Model starts with some initial values rejected

Hi
My model does a bunch of
Rejecting initial value:
Log probability evaluates to log(0), i.e. negative infinity.
Stan can’t start sampling from this initial value.

And then it starts. But I would like to know what is triggering those rejections. I saw old posts where it says that the new (2.16) stan should report the line, but it’s not the case: I’m using rstan 2.16.2, and I’ve tried with one chain, but I don’t get any info. Do you have any tips on how to debug this?
(I’m a having a lot of troubles with chains getting stuck with a fairly complex model (the hierarchical version of the one I posted here.

Stan, by default, initializes every unconstrained parameter value as a random uniform value in (-2, 2).

That message that you see, “Rejecting initial value: Log probability evaluates to log(0)”, means that evaluating the log probability, aka the model block, evaluates to -Inf with those parameter values. Stan then restarts multiple times to see if it can start sampling.

The common mistake is to set up the model with parts of the constrained parameter space with no support (i.e. probability 0 or log probability -inf).

My custom made pdf has inside some lcdfs that are very prone to over/underflow, I took care to avoid NaNs, but the pdf is actually -Inf for some combinations of parameters. I guess that that’s making my target -Inf at initialization and that’s why I get this messages. Could that be?

If this is it, I have no way to calculate the exact negative value of the pdf, so I’ll live with that…

Yes, that could be it.

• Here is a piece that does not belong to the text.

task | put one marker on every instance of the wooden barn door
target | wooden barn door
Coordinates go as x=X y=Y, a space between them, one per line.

You could start with a tighter initialization radius, but that might not actually help.

This can cause serious problems for HMC if those regions are anywhere near things you care about or if the probability mass of the missing region depends on parameters (because then you’d need the normalization term).

Sorry, what do you mean by depends on parameters?

For instance, if you truncate normal(mu, sigma) at lower = 2 and mu is a parameter, then how much probability mass is missing (i.e., below 2) depends on mu.